So many ways of thinking about music

I can’t think of any other subject where there is so much variation in the way that people think about it.

This video from Adam Neely, my current favourite musical YouTuber, has formalised something that I’ve been thinking about for a while.

A little while ago I said, during the course of a lesson with my Year 12s, ‘think of a G major chord’. Many of them had a physical reaction to this instruction. Some played piano on the table, one made a guitar chord shape on his ruler, and one shut his eyes and played an imaginary saxophone.
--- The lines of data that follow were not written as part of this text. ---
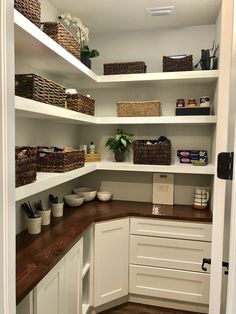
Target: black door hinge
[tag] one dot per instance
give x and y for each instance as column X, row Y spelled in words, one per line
column 225, row 166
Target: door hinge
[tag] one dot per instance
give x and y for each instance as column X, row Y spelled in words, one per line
column 225, row 166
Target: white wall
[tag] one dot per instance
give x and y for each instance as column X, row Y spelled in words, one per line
column 150, row 46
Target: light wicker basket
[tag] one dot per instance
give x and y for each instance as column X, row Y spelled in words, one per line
column 124, row 68
column 31, row 9
column 63, row 37
column 138, row 108
column 35, row 87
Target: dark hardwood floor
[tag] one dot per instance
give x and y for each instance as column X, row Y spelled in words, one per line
column 134, row 308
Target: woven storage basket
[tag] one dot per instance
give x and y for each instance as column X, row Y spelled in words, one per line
column 25, row 165
column 175, row 65
column 31, row 9
column 60, row 161
column 152, row 154
column 40, row 89
column 138, row 108
column 81, row 104
column 63, row 37
column 124, row 68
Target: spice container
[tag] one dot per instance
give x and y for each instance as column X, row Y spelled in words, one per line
column 180, row 103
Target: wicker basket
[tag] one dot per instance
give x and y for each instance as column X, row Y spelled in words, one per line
column 176, row 65
column 31, row 9
column 138, row 108
column 25, row 165
column 152, row 154
column 63, row 37
column 40, row 89
column 124, row 68
column 81, row 104
column 59, row 161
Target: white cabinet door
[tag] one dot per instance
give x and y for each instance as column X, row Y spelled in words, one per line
column 26, row 305
column 49, row 293
column 111, row 260
column 73, row 279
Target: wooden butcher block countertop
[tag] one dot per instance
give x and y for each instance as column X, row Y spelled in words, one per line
column 37, row 254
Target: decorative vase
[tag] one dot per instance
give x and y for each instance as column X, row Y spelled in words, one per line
column 86, row 61
column 119, row 156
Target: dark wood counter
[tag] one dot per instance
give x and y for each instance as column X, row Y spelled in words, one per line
column 37, row 254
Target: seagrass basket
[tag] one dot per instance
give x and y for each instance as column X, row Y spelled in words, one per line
column 178, row 64
column 25, row 165
column 59, row 161
column 63, row 37
column 35, row 87
column 138, row 108
column 31, row 9
column 124, row 68
column 152, row 154
column 81, row 103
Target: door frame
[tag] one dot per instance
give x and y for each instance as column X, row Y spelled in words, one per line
column 7, row 160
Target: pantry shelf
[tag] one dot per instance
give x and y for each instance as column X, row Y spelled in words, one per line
column 33, row 45
column 175, row 168
column 28, row 108
column 47, row 180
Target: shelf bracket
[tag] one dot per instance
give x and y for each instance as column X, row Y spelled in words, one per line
column 225, row 165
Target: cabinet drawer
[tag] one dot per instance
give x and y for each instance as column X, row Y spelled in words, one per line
column 169, row 253
column 169, row 284
column 171, row 229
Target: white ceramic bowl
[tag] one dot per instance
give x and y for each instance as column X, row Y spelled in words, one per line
column 74, row 200
column 88, row 193
column 104, row 196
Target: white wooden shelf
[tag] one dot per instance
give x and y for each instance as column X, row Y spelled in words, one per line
column 28, row 108
column 47, row 180
column 85, row 308
column 37, row 48
column 85, row 270
column 175, row 168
A couple of years ago I began playing in a covers band. There are eight of us in the band: two with music degrees, one ex-Junior Academy student, and the other five the products of informal learning. Sometimes we tie ourselves in knots over what we’re playing. I say ‘it’s on the fourth beat of the bar!’ or ‘no, that’s not a pause – it’s just a longer note’ and get blank responses. The way that I’m thinking about the music just doesn’t always tie in with the way my bandmates are thinking.

The knowledge and experience that we have gives us ways of creating mental constructs that allow us to make sense of the world around us. This is – of course – as true in music as in any other area. But there are just so many different ways of thinking about music. Some musicians think harmonically, others melodically, others predominantly rhythmically. Some (or maybe a lot) of your musical thinking won’t involve words.

Is this why it’s so bloody hard to teach? But so brilliant?